Drame des Emibois : « Que la justice fasse son travail »

La Cour pénale à Porrentruy s’est réunie jeudi pour se prononcer en deuxième instance sur le ...
Drame des Emibois : « Que la justice fasse son travail »

La Cour pénale à Porrentruy s’est réunie jeudi pour se prononcer en deuxième instance sur le drame des Emibois qui avait coûté la vie à un jeune homme en 2016

Vers le lieu du drame, aux Emibois (archives). Vers le lieu du drame, aux Emibois. La Cour pénale rendra son verdict vendredi. (Photo : archive).

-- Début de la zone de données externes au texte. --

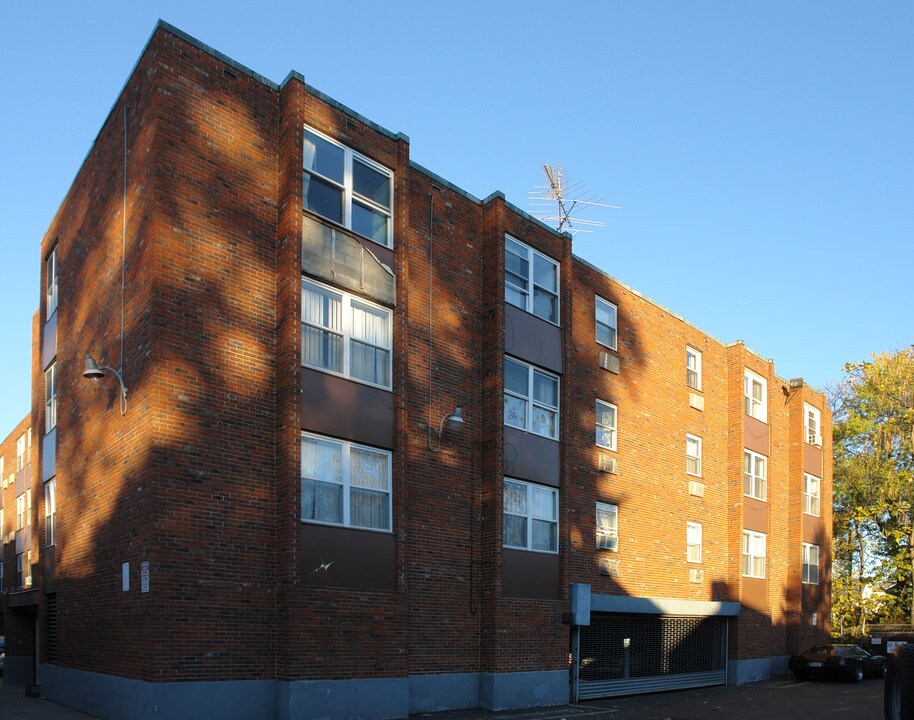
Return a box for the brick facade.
[2,23,831,717]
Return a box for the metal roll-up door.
[572,613,727,700]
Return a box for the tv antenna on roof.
[527,165,619,236]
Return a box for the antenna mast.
[527,165,619,236]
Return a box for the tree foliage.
[829,346,914,632]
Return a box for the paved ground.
[0,677,883,720]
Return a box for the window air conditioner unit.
[600,350,619,375]
[600,454,619,475]
[689,480,705,497]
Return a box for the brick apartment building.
[0,22,831,719]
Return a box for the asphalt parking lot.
[0,677,883,720]
[411,676,884,720]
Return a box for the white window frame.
[44,478,57,546]
[594,295,619,350]
[686,434,701,477]
[743,368,768,423]
[505,235,562,325]
[44,362,57,435]
[502,477,559,555]
[302,125,394,248]
[686,345,701,392]
[686,522,701,563]
[743,448,768,502]
[300,432,393,533]
[802,543,819,585]
[44,245,60,321]
[504,356,561,440]
[803,473,822,517]
[742,530,768,579]
[16,492,29,532]
[596,503,619,552]
[16,434,25,472]
[300,278,393,390]
[594,400,619,450]
[803,403,822,447]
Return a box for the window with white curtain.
[505,357,559,440]
[743,450,768,500]
[686,523,701,563]
[44,246,59,320]
[686,435,701,477]
[743,370,768,422]
[743,530,767,578]
[302,128,393,247]
[686,345,701,390]
[802,543,819,585]
[803,473,821,516]
[44,478,57,545]
[803,403,822,447]
[596,400,616,450]
[505,235,559,325]
[44,363,57,433]
[504,478,559,553]
[301,280,391,388]
[595,295,618,350]
[301,433,392,531]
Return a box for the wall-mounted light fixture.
[83,353,127,415]
[428,405,463,452]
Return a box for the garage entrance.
[571,612,727,700]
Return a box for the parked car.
[883,643,914,720]
[790,644,887,682]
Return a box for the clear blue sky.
[0,0,914,437]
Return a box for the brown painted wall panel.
[505,303,562,374]
[41,312,57,370]
[743,497,768,535]
[299,523,397,591]
[505,425,561,487]
[803,443,822,478]
[743,415,771,457]
[301,367,394,449]
[502,548,562,600]
[803,513,825,546]
[740,577,768,612]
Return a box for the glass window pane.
[530,485,558,520]
[530,405,558,438]
[505,395,527,429]
[352,202,389,246]
[301,438,343,484]
[349,342,390,387]
[301,283,343,332]
[303,130,345,185]
[505,515,527,548]
[533,370,559,407]
[302,173,343,224]
[505,278,527,310]
[505,358,530,397]
[530,520,558,552]
[301,325,343,373]
[533,254,559,294]
[302,478,343,523]
[351,300,390,348]
[533,287,559,322]
[504,480,527,515]
[352,158,390,209]
[349,488,390,530]
[349,447,390,492]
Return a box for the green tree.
[829,347,914,632]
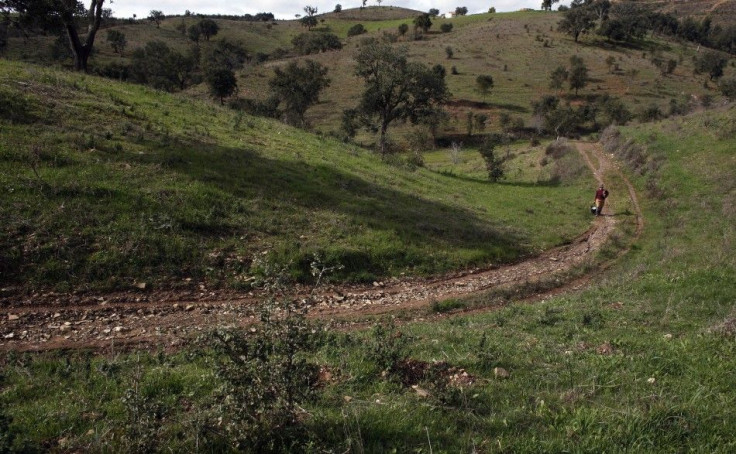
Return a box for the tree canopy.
[268,60,330,126]
[355,38,449,154]
[0,0,105,71]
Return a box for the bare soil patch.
[0,142,644,351]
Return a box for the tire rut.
[0,142,644,351]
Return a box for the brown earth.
[0,142,643,351]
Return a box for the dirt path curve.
[0,142,643,351]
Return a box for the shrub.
[210,301,321,452]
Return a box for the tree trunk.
[63,0,105,72]
[378,123,388,156]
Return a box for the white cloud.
[108,0,542,19]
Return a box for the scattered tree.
[0,0,105,71]
[475,74,493,101]
[568,55,588,96]
[107,30,128,56]
[542,0,560,11]
[549,65,569,90]
[205,39,249,71]
[473,113,488,133]
[148,9,166,28]
[130,41,197,91]
[606,55,616,73]
[478,136,506,183]
[718,77,736,101]
[206,67,238,105]
[414,14,432,33]
[300,5,317,30]
[695,50,727,80]
[355,38,448,154]
[557,7,595,42]
[348,24,367,37]
[465,110,475,137]
[197,19,220,41]
[268,60,330,126]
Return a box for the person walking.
[595,185,608,216]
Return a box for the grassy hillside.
[6,7,735,147]
[0,106,736,453]
[0,61,593,289]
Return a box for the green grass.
[0,108,736,453]
[0,62,591,290]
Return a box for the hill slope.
[0,61,588,289]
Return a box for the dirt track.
[0,142,643,351]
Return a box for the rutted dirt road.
[0,142,643,351]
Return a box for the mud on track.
[0,142,644,351]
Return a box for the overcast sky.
[108,0,542,19]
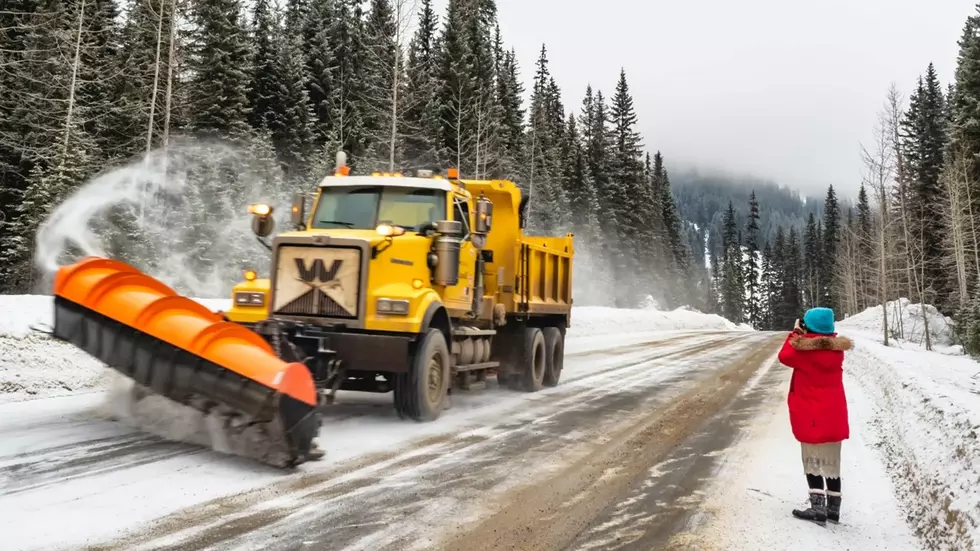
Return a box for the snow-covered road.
[0,299,944,551]
[0,322,765,549]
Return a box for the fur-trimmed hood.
[789,334,854,352]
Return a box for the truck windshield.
[312,186,446,231]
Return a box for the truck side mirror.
[432,220,463,286]
[248,203,276,237]
[473,195,493,233]
[289,192,306,230]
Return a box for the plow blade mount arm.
[54,257,320,467]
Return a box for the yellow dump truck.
[225,156,574,420]
[47,154,574,467]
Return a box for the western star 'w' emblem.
[295,258,344,283]
[274,247,361,319]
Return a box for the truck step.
[456,362,500,371]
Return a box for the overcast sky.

Le procès en appel d'un automobiliste jurassien accusé d'avoir mortellement fauché un jeune homme sur un passage pour piétons en 2016 aux Emibois, sans se soucier de sa victime, s'est ouvert jeudi à Porrentruy. Le Ministère public a requis 6 ans et demi de prison pour meurtre par dol éventuel. En première instance, le prévenu a écopé de 30 mois de prison avec sursis partiel de 18 mois durant quatre ans. Le tribunal l'a reconnu coupable d'homicide par négligence. Cette peine a été jugée trop clémente par les parties plaignantes et le Ministère public qui ont fait recours. Les parents de la victime souhaitent que la « justice fasse son travail ».

 

Des excuses entre deux sanglots

La voiture du prévenu avait percuté un homme de 21 ans, projetant son corps à 49 mètres. L'automobiliste avait manqué de peu de faucher l'amie de la victime qui marchait également sur le passage pour piétons. C'est le jeune homme qui, avant d'être heurté, l'a poussée pour la protéger de l'impact. Après avoir renversé le jeune homme, l'automobiliste a percuté deux panneaux de signalisation. Il s'est arrêté et a regardé en direction des lieux de l'accident avant de poursuivre sa route pour rejoindre le domicile de ses parents.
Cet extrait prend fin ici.